NETHERLANDS - The tax-friendly saving schemes ‘spaarloon' and ‘levensloop' should be merged into a wider and robust savings facility for periods with less income, according to experts.
Changes should be delivered in four stages, to be completed in 2010, professor Lans Bovenberg, director of pensions think tank Netspar, and Peter Conneman, principal at Mercer Human Resource Consulting, proposed.
Bovenberg - one of the architects of the levensloop - and Conneman zeroed in on the coalition agreement, which announced an extension of the relatively new levensloop in response to a disappointing uptake by only 5% of workers.
Levensloop enables workers to finance unpaid interim leave for care or study in a tax-friendly way. Although it also provides for early retirement, it is meant to encourage employees to work longer as they can save up to 12% of their salary a year, up to a maximum of 210%.
Spaarloon allows workers to save up to €613 a year and its purpose is to encourage saving. While the balance can't be withdrawn during the first four years, it is available tax-free after that period.
To eliminate the artificial division caused by the official retirement age of 65, Bovenberg and Conneman propose the spaarloon balance could also to be taken out tax-free beyond 65.
In a further step, the levensloop should be extended into a savings insurance for income loss, not only for employees, but also for self-employed, they suggest. The starting up of a business, the bridging of a gap between jobs and supplementation of a social benefit should become legal spending targets as well.

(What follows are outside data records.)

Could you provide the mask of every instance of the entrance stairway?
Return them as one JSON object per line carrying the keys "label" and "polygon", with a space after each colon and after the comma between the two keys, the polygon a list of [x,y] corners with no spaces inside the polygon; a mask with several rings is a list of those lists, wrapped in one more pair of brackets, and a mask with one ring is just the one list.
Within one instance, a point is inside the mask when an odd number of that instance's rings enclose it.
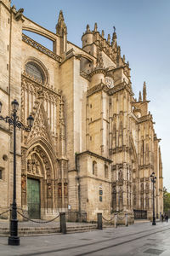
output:
{"label": "entrance stairway", "polygon": [[[0,222],[0,236],[9,236],[9,223]],[[97,229],[97,224],[66,223],[67,233],[87,232]],[[59,222],[49,224],[34,224],[31,222],[19,222],[19,236],[47,236],[60,234]]]}

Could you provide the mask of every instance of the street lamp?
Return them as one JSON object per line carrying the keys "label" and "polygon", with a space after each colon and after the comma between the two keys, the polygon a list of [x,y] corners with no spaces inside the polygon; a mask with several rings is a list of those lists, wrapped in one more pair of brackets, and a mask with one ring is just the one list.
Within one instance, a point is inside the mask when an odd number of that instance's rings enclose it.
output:
{"label": "street lamp", "polygon": [[[14,100],[11,103],[13,113],[11,116],[3,117],[0,115],[0,120],[8,123],[9,125],[14,126],[14,186],[13,186],[13,203],[12,213],[10,218],[10,236],[8,237],[8,245],[20,245],[20,237],[18,236],[18,219],[17,219],[17,204],[16,204],[16,127],[19,130],[22,129],[26,131],[31,131],[33,125],[34,119],[31,115],[27,118],[28,125],[24,125],[17,116],[19,102]],[[0,113],[3,103],[0,102]]]}
{"label": "street lamp", "polygon": [[153,221],[152,225],[156,225],[156,216],[155,216],[155,187],[154,183],[156,183],[156,177],[155,176],[155,172],[153,172],[152,174],[150,176],[151,177],[151,182],[153,183]]}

Following such an extension, the fiscal rules of the levensloop must also incorporated into income tax, which in turn will allow for irregular deposits, depending on the availability of income, Bovenberg and Conneman argue.
In the experts' opinion, banks and insurers would play a pivotal role in carrying out the extended levensloop by retaining tax from the payments.
According to Bovenberg and Conneman, the last step towards a robust savings scheme must be the integration of the levensloop and the annuities regime, including the new of pensions saving with banks.